Of course all of these people completely missed the point, and their code was incomprehensible and unfixable. OO analysis is about breaking a problem down into conceptual kinds of things and their relationships. OO programming is about modelling these kinds of things in code as a hierarchy of classes. In all the examples above, nothing remotely like that happened (although in each case, it would have been profitable.)
Having a hammer doesn't make you a good carpenter. A thing beaten with a hammer is not a house-frame.
OO programming does not make a good programmer of a bad one. OO methodologies can be miserably badly applied, resulting in incomprehensible, unfixable, nonfunctional code.
That said, in the hands of careful and experienced software developers, OO methodologies can be a real life-saver for a programming effort.
Inheritance is a powerful tool, and it's a common mistake among initiates to get carried away with it, applying it for purposes that it isn't well suited for.
The most common of these misuses is to use inheritance to model technical implementation. This is worst in languages that permit multiple inheritance. So a perfectly conceptual class such as Employee will be mixed with an implementation class such as DatabaseEntryClient.
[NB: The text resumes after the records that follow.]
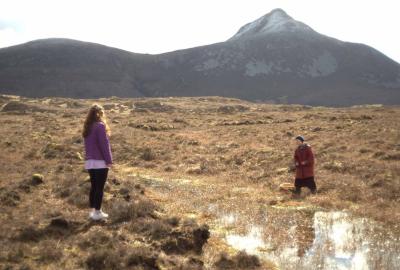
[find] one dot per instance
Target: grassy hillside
(223, 147)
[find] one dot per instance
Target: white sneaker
(98, 215)
(91, 213)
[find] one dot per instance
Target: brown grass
(229, 150)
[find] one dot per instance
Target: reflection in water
(324, 240)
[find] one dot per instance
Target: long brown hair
(95, 114)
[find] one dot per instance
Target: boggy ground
(176, 161)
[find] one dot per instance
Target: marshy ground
(196, 180)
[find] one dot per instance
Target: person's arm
(296, 160)
(310, 157)
(104, 144)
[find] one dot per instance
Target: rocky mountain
(275, 59)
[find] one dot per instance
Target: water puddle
(321, 240)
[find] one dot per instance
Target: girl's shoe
(98, 215)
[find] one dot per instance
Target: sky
(157, 26)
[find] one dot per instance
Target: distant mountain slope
(275, 58)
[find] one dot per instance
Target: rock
(37, 179)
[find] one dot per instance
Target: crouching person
(304, 162)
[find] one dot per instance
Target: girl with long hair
(98, 157)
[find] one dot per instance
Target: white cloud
(155, 26)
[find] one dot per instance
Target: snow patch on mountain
(274, 22)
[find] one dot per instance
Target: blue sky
(157, 26)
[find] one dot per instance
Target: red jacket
(304, 161)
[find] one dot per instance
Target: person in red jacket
(304, 162)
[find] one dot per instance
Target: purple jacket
(97, 145)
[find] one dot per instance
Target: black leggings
(98, 179)
(306, 182)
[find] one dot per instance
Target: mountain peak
(275, 21)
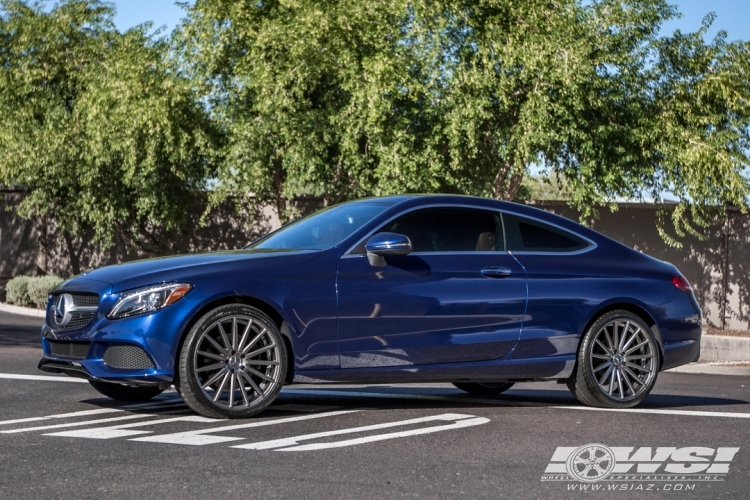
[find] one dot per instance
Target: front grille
(78, 319)
(127, 356)
(75, 350)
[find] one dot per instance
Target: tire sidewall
(584, 364)
(187, 360)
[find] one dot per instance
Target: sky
(732, 15)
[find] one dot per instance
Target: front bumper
(155, 335)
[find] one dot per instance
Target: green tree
(99, 126)
(348, 98)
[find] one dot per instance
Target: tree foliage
(97, 124)
(349, 98)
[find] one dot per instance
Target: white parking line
(62, 415)
(74, 424)
(45, 378)
(117, 431)
(203, 437)
(461, 421)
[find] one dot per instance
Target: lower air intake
(127, 356)
(74, 350)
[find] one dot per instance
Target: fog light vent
(127, 356)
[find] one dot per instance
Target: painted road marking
(118, 431)
(287, 444)
(62, 415)
(75, 424)
(204, 437)
(16, 376)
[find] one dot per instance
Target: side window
(446, 229)
(528, 235)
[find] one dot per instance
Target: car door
(457, 297)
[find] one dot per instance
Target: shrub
(39, 289)
(17, 291)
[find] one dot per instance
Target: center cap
(234, 362)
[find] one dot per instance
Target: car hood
(121, 277)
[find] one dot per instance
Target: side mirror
(382, 244)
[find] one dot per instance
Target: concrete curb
(708, 369)
(23, 311)
(717, 348)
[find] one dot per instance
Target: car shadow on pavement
(396, 398)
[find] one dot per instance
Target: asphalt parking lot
(60, 439)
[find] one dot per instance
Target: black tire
(250, 391)
(484, 389)
(602, 391)
(122, 392)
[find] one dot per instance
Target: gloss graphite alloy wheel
(233, 363)
(617, 363)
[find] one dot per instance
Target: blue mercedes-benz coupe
(472, 291)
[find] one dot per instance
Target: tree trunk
(507, 182)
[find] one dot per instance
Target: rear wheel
(617, 362)
(232, 363)
(485, 389)
(122, 392)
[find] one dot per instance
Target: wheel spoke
(231, 390)
(260, 351)
(632, 375)
(606, 349)
(234, 333)
(259, 374)
(602, 366)
(612, 381)
(633, 349)
(245, 333)
(625, 377)
(606, 375)
(619, 385)
(631, 339)
(252, 383)
(212, 379)
(261, 362)
(608, 338)
(242, 388)
(224, 337)
(254, 341)
(624, 335)
(635, 358)
(616, 340)
(216, 345)
(217, 357)
(208, 368)
(637, 367)
(221, 386)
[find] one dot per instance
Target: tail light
(682, 284)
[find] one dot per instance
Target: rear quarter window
(529, 235)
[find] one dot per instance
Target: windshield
(324, 229)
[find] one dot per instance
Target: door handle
(496, 272)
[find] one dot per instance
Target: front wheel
(617, 362)
(122, 392)
(484, 389)
(232, 363)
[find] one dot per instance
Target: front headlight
(148, 299)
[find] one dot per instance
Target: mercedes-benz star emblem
(590, 463)
(63, 309)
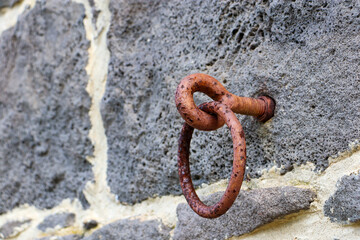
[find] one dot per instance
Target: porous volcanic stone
(344, 205)
(8, 3)
(251, 209)
(305, 54)
(132, 230)
(68, 237)
(62, 220)
(44, 107)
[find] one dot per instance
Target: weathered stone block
(251, 209)
(303, 54)
(132, 229)
(11, 228)
(44, 107)
(344, 205)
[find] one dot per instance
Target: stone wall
(89, 127)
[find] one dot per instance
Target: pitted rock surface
(132, 230)
(344, 205)
(11, 228)
(44, 107)
(251, 209)
(304, 54)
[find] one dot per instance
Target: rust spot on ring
(239, 161)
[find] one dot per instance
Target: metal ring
(237, 175)
(262, 108)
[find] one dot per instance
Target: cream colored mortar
(104, 208)
(9, 16)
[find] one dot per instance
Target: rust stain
(208, 117)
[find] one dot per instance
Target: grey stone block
(9, 229)
(132, 229)
(60, 219)
(44, 122)
(8, 3)
(344, 205)
(303, 54)
(251, 209)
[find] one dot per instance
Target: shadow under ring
(238, 169)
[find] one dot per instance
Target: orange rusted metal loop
(237, 174)
(262, 108)
(210, 116)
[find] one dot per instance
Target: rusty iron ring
(262, 108)
(237, 175)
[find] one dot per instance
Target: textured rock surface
(10, 229)
(344, 205)
(62, 220)
(131, 229)
(250, 210)
(44, 107)
(305, 54)
(8, 3)
(69, 237)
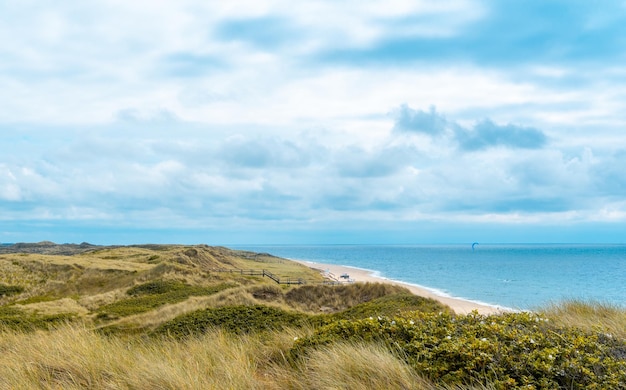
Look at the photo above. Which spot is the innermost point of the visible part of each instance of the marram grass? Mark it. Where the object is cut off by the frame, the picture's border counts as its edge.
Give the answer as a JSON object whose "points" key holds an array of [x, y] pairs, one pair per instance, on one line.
{"points": [[162, 318]]}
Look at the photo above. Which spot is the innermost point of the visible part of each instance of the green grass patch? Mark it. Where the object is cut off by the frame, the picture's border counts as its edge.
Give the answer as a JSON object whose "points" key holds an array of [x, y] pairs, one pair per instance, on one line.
{"points": [[236, 319], [6, 290], [13, 318], [151, 295]]}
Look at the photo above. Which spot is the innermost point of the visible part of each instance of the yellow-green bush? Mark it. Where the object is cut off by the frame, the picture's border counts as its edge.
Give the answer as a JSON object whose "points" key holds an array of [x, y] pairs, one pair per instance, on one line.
{"points": [[509, 351]]}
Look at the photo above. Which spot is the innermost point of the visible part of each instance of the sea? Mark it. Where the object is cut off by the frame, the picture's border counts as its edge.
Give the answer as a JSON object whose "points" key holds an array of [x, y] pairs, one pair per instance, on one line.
{"points": [[515, 276]]}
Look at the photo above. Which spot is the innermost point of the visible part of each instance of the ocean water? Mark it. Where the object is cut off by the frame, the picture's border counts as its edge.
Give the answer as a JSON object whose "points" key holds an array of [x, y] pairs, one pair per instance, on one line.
{"points": [[515, 276]]}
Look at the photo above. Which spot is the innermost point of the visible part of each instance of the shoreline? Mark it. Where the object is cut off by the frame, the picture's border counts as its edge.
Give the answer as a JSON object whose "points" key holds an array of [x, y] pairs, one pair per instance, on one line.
{"points": [[458, 305]]}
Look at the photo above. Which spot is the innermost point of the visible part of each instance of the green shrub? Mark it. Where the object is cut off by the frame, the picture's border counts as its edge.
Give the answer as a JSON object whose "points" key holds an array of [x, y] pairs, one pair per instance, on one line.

Of course this can work... but for the next reader, the code of the two issues, is mixed up.
The deciding question in designing a class structure has to be: are such properties and behaviors essential to the thing? If instead they are just a way to make it work, they should certainly not be part of a class public interface, and they should not be present in the conceptual class structure.
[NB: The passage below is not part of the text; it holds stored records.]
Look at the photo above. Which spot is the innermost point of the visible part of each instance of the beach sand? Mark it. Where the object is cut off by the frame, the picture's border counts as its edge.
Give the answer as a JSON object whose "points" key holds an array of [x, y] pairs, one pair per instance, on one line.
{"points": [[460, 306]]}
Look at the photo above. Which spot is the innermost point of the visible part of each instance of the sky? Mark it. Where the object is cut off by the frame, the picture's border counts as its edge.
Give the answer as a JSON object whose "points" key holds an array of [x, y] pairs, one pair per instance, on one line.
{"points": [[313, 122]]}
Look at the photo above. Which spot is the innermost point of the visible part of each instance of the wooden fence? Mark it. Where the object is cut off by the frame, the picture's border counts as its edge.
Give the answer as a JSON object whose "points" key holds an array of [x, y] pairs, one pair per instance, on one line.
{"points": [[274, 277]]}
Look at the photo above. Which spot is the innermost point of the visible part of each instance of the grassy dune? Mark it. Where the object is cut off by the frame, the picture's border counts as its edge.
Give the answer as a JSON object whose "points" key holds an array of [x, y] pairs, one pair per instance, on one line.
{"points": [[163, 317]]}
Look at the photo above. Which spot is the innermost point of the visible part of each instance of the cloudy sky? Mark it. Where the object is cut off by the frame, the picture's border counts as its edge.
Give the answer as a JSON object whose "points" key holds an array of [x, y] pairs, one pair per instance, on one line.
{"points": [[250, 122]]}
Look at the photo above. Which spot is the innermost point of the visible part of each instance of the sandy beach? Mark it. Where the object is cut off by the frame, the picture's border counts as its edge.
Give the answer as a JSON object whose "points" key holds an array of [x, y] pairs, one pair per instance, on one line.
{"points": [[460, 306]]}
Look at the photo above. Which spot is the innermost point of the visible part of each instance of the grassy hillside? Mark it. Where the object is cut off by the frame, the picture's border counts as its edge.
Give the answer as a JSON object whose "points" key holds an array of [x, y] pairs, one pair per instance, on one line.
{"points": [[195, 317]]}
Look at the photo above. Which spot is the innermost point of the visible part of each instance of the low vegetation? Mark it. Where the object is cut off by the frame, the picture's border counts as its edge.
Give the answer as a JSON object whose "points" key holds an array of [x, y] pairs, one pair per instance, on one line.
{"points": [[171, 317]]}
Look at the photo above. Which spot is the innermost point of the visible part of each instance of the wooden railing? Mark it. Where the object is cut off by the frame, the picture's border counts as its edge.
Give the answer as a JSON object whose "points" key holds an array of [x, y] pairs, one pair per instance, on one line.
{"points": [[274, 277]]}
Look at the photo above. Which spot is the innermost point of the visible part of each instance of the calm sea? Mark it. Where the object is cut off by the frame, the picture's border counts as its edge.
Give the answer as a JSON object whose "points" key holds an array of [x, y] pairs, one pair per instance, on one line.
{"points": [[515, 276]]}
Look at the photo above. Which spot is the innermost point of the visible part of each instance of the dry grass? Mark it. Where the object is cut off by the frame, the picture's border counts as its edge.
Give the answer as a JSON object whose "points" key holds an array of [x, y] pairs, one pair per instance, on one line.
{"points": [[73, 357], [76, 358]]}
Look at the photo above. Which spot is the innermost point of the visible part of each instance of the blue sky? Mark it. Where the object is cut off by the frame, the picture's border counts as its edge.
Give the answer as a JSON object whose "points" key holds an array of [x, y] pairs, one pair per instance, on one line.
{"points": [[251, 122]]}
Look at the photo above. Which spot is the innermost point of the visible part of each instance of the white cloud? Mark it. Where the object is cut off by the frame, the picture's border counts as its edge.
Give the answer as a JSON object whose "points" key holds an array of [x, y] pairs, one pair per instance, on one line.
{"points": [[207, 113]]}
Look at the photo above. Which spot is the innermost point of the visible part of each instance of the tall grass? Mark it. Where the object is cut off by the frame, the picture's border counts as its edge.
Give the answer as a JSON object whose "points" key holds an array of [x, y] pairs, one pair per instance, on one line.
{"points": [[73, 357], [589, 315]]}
The result of this is that the otherwise simplifying heirarchical structure of essential concepts tangled with implementation issues. As the point of the OO exercise is simplification and clarity, this is counterproductive.
While both the real-world problem and the internal implementation problem may be implemented in OO ways, it is a mistake to mix them, to tangle the inheritance tree for the real-world problem with that of the internal implementation. You may get the thing to work, but it is a conceptual mess, and the parts are highly coupled and therefore not re-usable. The conceptual class trees should be kept quite separate.
There are several much superior options for modelling implementation in an OO environment. Usually they involve the use of a non-public proxy implementation member of the main class object, which takes care of the extra details. Such proxy might be injected into the object on creation by a Factory object, whose job is to relieve the main class object of the question of just which implementation it will get. For this purpose, the main class might implement a non-public interface, that give it the ability to be injected with such a behavior.
For some kinds of services, in some languages, it is popular to use fancy language features to inject behaviors into objects, with no code whatever for those behaviours being present in the main object. For instance, an ability to "log" or "print" an object might have nothing at all conceptually to do with the object. Rather than making the object inherit from "Printable" or "Loggable", the object is injected with the capabilty when it is created by a Factory object. (There are several Java frameworks for this in wide use.)